While not in this particular code situation, we were running another code transformation process where we had 4 million rows of mainframe source code in a table. My stored procedures did updates to translate all occurrences of (for example) VAR-ABC to VarAbc. Based on what you were saying in the meeting, this would have generated two spoolers to force the updates to operate sequentially. In this case, since the updates were occurring to different columns of the same table, so 'sequential' would occur by default.
When I tried creating Oracle stored procedures that did updates on hundreds of thousands of rows, it failed with a message to the effect that I had exceeded my rollback segment (or some term to that effect). To complete this update, I had to create a cursor, scroll through 1000 records applying my updates, then commit the 1000 update transaction. On the one hand, I was horrified at the bother, on the other hand, I could see that this probably forced better performance.
On a developer machine, one doesn't worry about concurrency or deadlocks. The local instance was, in effect, the production instance. Based on the fact that each row update creates a new record, however, this means our 4 million row table was putting 40 million rows in tempdb, under the assumption that there is no periodic commit. So the question becomes: is it best to have fewer columns in the table and run separate stored procedures on separate tables to generate (for example) the SQL schema and the VB classes? Better to begintrans and commit around each group of closely related updates (i.e., updates on string fields followed by updates on numeric fields followed by updates on date fields)? Or, better to reduce rowcounts if possible? We could do that down to the IMS table level, say 250 database columns with 20 repeating subgroups.

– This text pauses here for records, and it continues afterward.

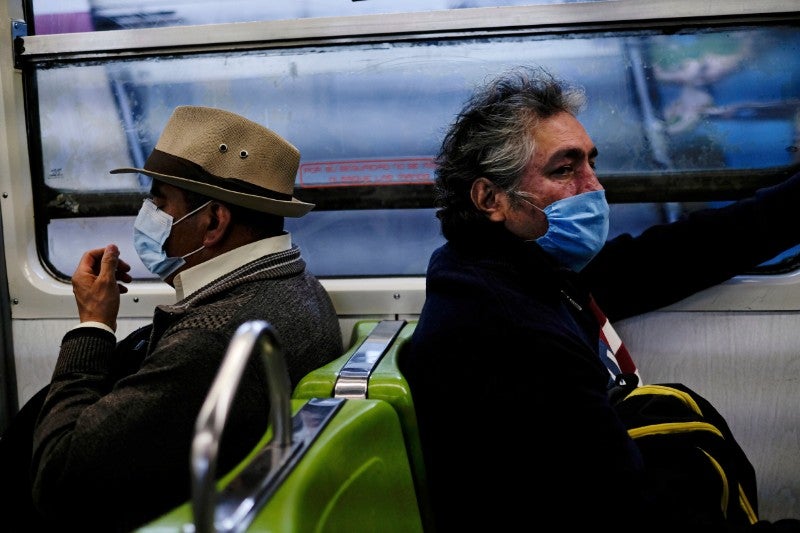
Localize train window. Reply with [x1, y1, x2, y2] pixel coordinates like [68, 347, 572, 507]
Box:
[17, 6, 800, 279]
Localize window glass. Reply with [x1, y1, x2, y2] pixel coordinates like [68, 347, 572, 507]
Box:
[36, 27, 800, 277]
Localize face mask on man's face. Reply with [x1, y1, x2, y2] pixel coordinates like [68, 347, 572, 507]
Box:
[133, 198, 211, 280]
[517, 189, 609, 272]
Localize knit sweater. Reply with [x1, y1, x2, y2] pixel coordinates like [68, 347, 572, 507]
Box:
[28, 246, 343, 532]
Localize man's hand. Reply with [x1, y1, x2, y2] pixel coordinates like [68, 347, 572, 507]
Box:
[72, 244, 133, 331]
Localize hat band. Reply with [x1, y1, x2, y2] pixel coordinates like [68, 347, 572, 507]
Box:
[144, 149, 292, 201]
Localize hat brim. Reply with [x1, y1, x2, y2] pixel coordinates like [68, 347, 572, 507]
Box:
[110, 167, 314, 217]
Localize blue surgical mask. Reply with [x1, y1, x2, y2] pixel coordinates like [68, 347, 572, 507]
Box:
[517, 189, 609, 272]
[133, 198, 211, 280]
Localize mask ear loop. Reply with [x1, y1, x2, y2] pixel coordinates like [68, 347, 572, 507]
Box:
[172, 200, 214, 226]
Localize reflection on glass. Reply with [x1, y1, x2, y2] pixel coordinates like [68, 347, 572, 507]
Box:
[37, 27, 800, 277]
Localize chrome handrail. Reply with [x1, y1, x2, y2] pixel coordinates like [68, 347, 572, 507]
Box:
[191, 320, 292, 533]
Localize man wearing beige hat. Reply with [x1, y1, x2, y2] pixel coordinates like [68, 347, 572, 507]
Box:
[5, 106, 343, 532]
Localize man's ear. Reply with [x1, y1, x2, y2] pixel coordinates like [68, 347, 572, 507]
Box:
[469, 178, 508, 222]
[203, 202, 232, 248]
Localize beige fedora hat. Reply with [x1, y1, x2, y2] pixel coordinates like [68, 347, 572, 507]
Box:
[111, 106, 314, 217]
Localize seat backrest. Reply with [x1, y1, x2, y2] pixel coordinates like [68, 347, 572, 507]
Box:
[292, 320, 432, 529]
[137, 323, 423, 533]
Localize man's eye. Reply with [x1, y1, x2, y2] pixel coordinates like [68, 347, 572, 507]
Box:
[553, 165, 572, 176]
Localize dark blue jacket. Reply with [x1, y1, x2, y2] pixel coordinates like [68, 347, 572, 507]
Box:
[401, 174, 800, 531]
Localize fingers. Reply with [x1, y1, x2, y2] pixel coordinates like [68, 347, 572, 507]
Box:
[98, 244, 133, 286]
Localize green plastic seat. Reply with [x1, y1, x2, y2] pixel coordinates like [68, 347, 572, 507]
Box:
[292, 320, 432, 530]
[137, 318, 424, 533]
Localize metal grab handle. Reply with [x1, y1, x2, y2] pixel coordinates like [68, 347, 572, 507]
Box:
[191, 320, 292, 533]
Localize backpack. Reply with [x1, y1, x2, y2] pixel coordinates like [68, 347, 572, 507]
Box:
[610, 376, 758, 531]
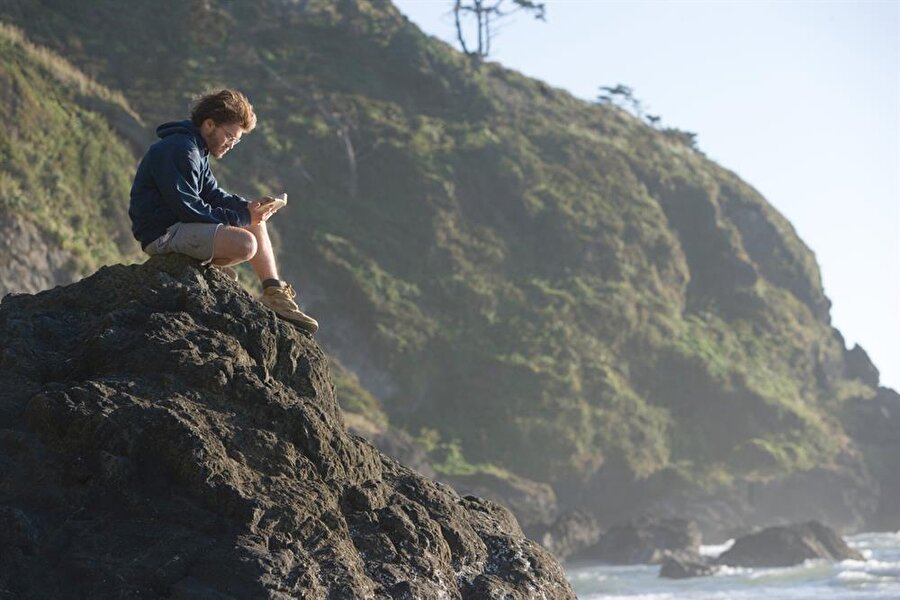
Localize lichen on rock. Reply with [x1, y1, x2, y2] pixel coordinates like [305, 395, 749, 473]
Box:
[0, 257, 574, 599]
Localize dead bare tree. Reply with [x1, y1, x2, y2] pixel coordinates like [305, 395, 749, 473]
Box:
[453, 0, 547, 58]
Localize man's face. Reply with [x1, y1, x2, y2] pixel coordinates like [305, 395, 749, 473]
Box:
[200, 119, 244, 158]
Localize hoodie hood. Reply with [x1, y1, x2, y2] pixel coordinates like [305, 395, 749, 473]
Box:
[156, 119, 209, 154]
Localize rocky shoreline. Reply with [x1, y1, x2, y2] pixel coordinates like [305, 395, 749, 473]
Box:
[0, 257, 574, 599]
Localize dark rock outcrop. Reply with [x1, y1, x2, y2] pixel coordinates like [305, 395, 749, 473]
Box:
[524, 510, 602, 560]
[574, 516, 700, 565]
[659, 556, 719, 579]
[716, 521, 865, 568]
[0, 258, 574, 599]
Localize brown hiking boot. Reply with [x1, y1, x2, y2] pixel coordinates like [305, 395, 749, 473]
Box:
[259, 284, 319, 333]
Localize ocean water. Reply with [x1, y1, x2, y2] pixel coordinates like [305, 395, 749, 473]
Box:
[566, 532, 900, 600]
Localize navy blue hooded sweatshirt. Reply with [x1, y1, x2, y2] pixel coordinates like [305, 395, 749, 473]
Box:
[128, 120, 250, 248]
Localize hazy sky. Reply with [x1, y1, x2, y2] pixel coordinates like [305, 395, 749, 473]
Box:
[395, 0, 900, 390]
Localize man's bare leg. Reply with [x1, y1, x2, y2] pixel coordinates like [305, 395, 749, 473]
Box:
[212, 225, 259, 267]
[247, 222, 279, 283]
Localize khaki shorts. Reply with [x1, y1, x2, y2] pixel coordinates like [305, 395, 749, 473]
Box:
[144, 222, 222, 264]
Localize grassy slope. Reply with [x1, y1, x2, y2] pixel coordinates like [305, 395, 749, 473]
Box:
[5, 0, 870, 506]
[0, 25, 142, 274]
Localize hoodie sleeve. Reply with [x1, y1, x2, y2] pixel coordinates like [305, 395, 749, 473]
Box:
[200, 166, 250, 218]
[153, 145, 250, 227]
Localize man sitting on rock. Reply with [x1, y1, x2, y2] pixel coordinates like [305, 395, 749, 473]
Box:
[128, 90, 319, 333]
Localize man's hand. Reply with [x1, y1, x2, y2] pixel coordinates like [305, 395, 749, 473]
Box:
[250, 196, 275, 227]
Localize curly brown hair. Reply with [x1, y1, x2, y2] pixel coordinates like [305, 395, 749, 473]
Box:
[191, 89, 256, 132]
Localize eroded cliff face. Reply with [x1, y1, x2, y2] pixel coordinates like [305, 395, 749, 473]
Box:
[0, 257, 574, 599]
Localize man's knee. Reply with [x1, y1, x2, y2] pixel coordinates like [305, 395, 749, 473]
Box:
[216, 227, 258, 262]
[240, 231, 259, 260]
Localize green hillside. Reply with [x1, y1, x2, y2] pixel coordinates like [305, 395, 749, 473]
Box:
[0, 0, 874, 524]
[0, 24, 142, 274]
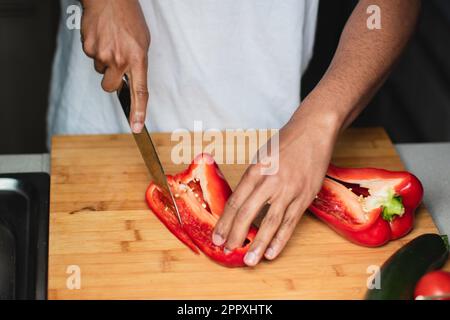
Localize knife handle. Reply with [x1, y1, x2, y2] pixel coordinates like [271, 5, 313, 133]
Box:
[117, 75, 131, 121]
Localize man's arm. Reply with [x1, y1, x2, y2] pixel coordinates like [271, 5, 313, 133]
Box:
[213, 0, 420, 266]
[81, 0, 150, 133]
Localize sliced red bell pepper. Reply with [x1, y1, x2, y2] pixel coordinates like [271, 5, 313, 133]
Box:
[146, 154, 257, 267]
[309, 165, 423, 247]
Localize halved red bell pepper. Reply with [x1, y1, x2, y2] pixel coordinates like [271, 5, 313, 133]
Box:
[146, 154, 257, 267]
[309, 165, 423, 247]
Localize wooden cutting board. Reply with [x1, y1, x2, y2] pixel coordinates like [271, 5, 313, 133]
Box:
[48, 128, 449, 299]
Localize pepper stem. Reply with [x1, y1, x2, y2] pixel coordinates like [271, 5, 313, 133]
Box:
[382, 196, 405, 222]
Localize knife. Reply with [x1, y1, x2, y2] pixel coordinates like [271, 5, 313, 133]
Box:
[117, 75, 183, 225]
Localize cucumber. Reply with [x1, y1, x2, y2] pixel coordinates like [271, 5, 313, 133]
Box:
[365, 233, 448, 300]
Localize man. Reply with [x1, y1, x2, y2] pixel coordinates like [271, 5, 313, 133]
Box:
[49, 0, 420, 266]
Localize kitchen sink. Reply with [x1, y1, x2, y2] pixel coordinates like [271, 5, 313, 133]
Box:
[0, 172, 50, 300]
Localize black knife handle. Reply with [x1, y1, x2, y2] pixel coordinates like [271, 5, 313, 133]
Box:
[117, 75, 131, 121]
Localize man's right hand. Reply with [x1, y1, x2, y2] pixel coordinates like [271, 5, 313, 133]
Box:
[81, 0, 150, 133]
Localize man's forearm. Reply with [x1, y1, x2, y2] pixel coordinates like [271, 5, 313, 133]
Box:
[293, 0, 420, 130]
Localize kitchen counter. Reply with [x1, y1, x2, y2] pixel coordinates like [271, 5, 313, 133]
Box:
[0, 153, 50, 173]
[395, 143, 450, 235]
[0, 143, 450, 234]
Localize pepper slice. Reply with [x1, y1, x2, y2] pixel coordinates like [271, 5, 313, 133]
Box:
[146, 154, 257, 267]
[309, 165, 423, 247]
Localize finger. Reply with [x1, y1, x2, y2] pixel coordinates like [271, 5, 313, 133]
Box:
[102, 67, 124, 92]
[212, 166, 261, 246]
[130, 57, 149, 133]
[244, 200, 289, 266]
[225, 180, 276, 250]
[94, 60, 106, 74]
[264, 198, 307, 260]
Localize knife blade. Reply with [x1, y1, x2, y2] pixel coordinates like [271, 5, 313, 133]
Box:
[117, 75, 183, 225]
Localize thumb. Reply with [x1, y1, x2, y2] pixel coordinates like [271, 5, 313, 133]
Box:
[129, 58, 149, 133]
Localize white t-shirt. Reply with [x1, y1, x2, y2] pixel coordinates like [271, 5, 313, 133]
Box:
[48, 0, 318, 142]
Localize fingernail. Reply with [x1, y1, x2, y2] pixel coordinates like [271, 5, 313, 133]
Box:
[213, 233, 225, 246]
[132, 122, 144, 133]
[244, 251, 256, 266]
[264, 248, 275, 259]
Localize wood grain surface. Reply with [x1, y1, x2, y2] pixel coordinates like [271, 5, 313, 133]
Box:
[48, 128, 449, 299]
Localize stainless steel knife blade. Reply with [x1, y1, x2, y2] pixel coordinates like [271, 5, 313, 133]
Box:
[117, 76, 183, 224]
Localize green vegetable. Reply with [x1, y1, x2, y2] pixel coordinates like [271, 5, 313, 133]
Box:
[365, 233, 448, 300]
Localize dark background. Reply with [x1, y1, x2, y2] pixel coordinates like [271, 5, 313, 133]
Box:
[0, 0, 450, 154]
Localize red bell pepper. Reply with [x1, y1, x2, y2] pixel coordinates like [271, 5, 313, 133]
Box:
[309, 165, 423, 247]
[146, 154, 257, 267]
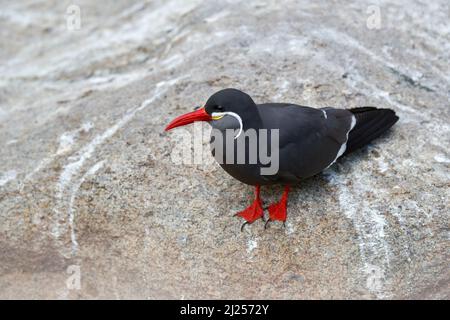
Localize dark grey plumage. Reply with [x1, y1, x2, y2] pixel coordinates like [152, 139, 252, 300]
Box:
[205, 89, 398, 185]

Sometimes someone can look at stuff like this and know instantly how they would do it better. On the one hand, you may not be able to remark on that in the capacity of a Microsoft employee, on the other, the approach I described may be as efficient as any alternative.
Personally, I would probably do this in batches. It likely would improve performance and also would give me the chance to restart the operation mid-way. However, it is not a requirement in SQL Server to do so. A lof of other factors would play into my ultimate decision, including load on the source and target machines, how long the operation took on the hardware, etc. It sounds like batching would be very reasonable in this case given that the Oracle equivalent was batching.